Mentre l’Udinese incassa il terzo ko consecutivo e il Venezia sarà impegnato in un delicatissimo Monday Night con il Torino, il Verona con Tudor è rinato. L’impatto del tecnico nella città scaligera è stato analogo a quello avuto da Juric. In queste prime tre uscite si è visto tutto un altro Verona. Pressing alto, intensità, gol d’autore, fasce coi fiocchi. Resta da risolvere il problema difensivo, perché sette gol subiti in 270 minuti sono decisamente troppi.

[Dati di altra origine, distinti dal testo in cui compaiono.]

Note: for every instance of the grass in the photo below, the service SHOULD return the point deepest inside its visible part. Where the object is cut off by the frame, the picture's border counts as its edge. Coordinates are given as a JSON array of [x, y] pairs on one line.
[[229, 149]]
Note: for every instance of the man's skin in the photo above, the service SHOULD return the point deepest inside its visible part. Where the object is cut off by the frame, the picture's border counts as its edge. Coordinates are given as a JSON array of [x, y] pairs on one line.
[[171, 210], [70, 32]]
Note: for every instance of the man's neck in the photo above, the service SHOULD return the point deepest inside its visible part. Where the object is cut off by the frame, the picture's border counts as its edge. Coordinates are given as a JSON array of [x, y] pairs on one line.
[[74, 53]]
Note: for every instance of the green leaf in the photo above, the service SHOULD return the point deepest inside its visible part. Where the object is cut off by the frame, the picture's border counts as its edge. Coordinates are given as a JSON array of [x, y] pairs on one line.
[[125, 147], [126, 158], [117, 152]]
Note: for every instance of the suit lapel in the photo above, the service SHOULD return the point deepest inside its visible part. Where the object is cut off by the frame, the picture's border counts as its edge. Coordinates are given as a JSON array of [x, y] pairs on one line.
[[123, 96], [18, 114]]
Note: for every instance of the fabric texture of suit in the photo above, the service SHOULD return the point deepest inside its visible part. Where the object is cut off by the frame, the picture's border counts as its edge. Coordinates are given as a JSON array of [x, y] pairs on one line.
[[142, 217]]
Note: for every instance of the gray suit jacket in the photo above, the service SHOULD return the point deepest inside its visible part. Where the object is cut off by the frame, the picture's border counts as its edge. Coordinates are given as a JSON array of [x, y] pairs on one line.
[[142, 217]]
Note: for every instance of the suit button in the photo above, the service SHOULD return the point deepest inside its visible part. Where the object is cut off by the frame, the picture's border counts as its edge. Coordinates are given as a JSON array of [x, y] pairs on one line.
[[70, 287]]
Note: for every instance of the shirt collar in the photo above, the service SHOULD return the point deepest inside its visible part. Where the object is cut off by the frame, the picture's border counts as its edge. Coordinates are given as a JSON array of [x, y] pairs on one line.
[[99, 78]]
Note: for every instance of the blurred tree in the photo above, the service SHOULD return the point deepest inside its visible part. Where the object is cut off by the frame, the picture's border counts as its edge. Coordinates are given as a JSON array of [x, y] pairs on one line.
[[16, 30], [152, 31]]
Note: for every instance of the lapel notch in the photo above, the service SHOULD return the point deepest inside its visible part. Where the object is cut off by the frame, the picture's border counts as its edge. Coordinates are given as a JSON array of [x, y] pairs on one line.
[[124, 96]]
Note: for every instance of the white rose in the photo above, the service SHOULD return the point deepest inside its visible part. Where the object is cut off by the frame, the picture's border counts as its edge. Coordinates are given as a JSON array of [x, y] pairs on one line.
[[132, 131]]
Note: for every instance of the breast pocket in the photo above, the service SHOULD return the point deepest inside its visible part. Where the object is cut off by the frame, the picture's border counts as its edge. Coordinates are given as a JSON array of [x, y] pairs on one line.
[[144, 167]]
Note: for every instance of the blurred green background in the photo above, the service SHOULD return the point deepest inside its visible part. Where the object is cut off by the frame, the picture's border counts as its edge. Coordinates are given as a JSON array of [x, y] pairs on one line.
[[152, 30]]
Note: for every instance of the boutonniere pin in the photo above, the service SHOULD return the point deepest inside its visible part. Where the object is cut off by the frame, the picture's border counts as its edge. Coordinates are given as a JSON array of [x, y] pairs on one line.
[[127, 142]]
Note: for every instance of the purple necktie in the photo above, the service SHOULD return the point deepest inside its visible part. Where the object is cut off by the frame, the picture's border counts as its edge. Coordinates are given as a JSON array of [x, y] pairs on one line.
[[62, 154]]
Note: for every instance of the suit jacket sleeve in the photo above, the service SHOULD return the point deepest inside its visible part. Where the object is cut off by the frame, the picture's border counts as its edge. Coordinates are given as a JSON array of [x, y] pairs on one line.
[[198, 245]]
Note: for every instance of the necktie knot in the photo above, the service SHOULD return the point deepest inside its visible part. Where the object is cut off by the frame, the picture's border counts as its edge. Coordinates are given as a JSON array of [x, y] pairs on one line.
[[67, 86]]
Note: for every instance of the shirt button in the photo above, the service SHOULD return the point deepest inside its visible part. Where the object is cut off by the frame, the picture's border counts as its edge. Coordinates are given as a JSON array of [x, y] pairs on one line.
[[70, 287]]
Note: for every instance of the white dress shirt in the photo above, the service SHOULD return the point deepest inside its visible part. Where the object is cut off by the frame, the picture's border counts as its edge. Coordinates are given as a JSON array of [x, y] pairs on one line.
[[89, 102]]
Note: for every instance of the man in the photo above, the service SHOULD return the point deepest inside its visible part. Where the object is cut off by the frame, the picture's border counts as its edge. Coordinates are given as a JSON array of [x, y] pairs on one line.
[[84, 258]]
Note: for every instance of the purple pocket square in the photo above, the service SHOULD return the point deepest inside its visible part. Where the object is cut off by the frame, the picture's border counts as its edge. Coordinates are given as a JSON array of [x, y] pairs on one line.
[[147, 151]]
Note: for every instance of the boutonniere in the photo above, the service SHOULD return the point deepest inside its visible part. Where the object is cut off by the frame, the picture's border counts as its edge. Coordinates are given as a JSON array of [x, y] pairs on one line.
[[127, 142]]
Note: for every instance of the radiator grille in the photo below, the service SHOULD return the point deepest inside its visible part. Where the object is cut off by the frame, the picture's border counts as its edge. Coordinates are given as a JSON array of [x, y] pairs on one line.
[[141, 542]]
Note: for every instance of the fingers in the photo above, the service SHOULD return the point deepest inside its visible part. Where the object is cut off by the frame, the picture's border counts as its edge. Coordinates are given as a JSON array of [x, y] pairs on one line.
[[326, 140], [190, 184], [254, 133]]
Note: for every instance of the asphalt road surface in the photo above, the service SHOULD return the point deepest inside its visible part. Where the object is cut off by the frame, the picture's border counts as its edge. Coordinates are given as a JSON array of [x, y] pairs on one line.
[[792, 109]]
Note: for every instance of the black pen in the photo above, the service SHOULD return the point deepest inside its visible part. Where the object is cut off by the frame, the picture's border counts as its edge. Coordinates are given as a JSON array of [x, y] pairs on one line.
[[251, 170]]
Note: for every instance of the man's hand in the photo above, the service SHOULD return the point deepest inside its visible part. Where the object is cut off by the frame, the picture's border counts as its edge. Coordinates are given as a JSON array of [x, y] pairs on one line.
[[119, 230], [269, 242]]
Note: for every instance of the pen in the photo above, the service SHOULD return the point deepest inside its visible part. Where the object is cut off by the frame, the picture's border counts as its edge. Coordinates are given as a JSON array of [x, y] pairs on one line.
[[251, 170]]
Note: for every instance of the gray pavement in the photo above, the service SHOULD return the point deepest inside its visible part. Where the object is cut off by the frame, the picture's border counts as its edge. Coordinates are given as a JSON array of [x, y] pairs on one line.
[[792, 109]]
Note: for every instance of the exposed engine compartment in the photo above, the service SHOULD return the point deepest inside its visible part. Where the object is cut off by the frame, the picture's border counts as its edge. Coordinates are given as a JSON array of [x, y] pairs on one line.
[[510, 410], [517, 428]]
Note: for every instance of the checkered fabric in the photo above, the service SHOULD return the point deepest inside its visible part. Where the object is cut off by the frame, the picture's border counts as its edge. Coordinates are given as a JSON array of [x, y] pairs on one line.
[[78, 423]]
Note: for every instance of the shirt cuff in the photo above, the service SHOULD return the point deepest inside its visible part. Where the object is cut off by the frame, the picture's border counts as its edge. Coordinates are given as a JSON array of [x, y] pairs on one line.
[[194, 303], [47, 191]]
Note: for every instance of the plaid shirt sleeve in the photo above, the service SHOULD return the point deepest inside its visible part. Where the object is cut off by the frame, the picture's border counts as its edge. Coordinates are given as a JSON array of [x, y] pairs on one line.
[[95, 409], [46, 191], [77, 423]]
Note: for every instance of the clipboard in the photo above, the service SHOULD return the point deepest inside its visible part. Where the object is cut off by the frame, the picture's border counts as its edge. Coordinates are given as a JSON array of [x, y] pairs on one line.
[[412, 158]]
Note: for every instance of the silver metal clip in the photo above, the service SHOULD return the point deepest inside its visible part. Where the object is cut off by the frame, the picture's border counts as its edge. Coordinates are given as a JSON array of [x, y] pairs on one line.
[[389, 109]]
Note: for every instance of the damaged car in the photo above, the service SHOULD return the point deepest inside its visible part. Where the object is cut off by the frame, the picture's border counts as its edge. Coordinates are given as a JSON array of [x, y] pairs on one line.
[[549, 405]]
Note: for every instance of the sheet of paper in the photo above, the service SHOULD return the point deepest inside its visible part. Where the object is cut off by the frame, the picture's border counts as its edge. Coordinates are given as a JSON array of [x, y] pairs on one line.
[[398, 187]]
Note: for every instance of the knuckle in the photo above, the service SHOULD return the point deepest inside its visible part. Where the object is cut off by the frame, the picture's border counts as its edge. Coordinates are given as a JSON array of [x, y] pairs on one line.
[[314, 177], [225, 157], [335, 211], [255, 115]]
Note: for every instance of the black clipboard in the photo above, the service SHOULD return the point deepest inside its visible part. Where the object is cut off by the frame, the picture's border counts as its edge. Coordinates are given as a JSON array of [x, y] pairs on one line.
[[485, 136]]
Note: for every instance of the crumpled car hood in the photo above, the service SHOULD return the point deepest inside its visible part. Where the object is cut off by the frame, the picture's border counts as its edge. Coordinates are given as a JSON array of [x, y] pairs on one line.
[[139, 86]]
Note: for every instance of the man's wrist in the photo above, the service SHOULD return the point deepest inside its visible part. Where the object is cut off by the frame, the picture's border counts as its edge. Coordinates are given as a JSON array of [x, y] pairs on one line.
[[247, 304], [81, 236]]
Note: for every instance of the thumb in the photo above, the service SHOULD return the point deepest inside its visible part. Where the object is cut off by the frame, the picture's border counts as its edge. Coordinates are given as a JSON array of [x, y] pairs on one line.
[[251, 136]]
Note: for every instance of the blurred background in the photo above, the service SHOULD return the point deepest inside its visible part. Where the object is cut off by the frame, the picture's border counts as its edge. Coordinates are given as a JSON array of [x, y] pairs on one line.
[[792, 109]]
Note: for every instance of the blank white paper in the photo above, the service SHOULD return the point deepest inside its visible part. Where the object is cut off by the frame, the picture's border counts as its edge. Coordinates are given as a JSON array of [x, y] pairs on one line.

In Serie C la pioggia ferma il Südtirol a Legnago, mentre il Padova è un carro armato. Cinque vittorie in cinque partite, due rimonte, la testa della classifica in solitudine. Staccata anche la Pro Vercelli, che rischia contro un ottimo Trento e che sbaglia un rigore. Pavanel ancora una volta la vince coi cambi, esclude Chiricò quasi a voler sottolineare che i solisti servono, ma la squadra di più, poi lo getta nella mischia e a risolvere ci pensano due difensori. Valentini apre, Monaco chiude, lo scorso anno il Padova non rimontava mai, quest’anno l’ha già fatto due volte. Presto per immaginare squilli di trombe e tappetini rossi, ma l’inizio è stato eccellente e non era scontato. La Triestina vista oggi col Lecco è una signora squadra. Il problema è che ha già accumulato dieci punti di distacco dalla vetta, che sono tantissimi. Abbiamo visto rimonte clamorose e siamo ragionevolmente convinti che Bucchi possa portare in alto l’Alabarda con il passare dei mesi, ma se l’obiettivo era la vetta, c’è una montagna da scalare. Anche qui non contano solo i nomi dei giocatori acquistati, ma la tempistica con cui vengono concluse le operazioni. Iotti, Angiulli, Giorno, Trotta, Negro e Crimi, tutti ottimi giocatori, sono arrivati alla fine di agosto, alcuni senza preparazione, altri con pochi allenamenti veri sulle gambe. Ci vorrà tempo, ma l’organico è buono. Il problema a Trieste non è l’allenatore, ma la gestione di squadra, ambiente, quotidianità e relazioni. I campionati si vincono anche fuori dal campo, non soltanto andando a fare la spesa.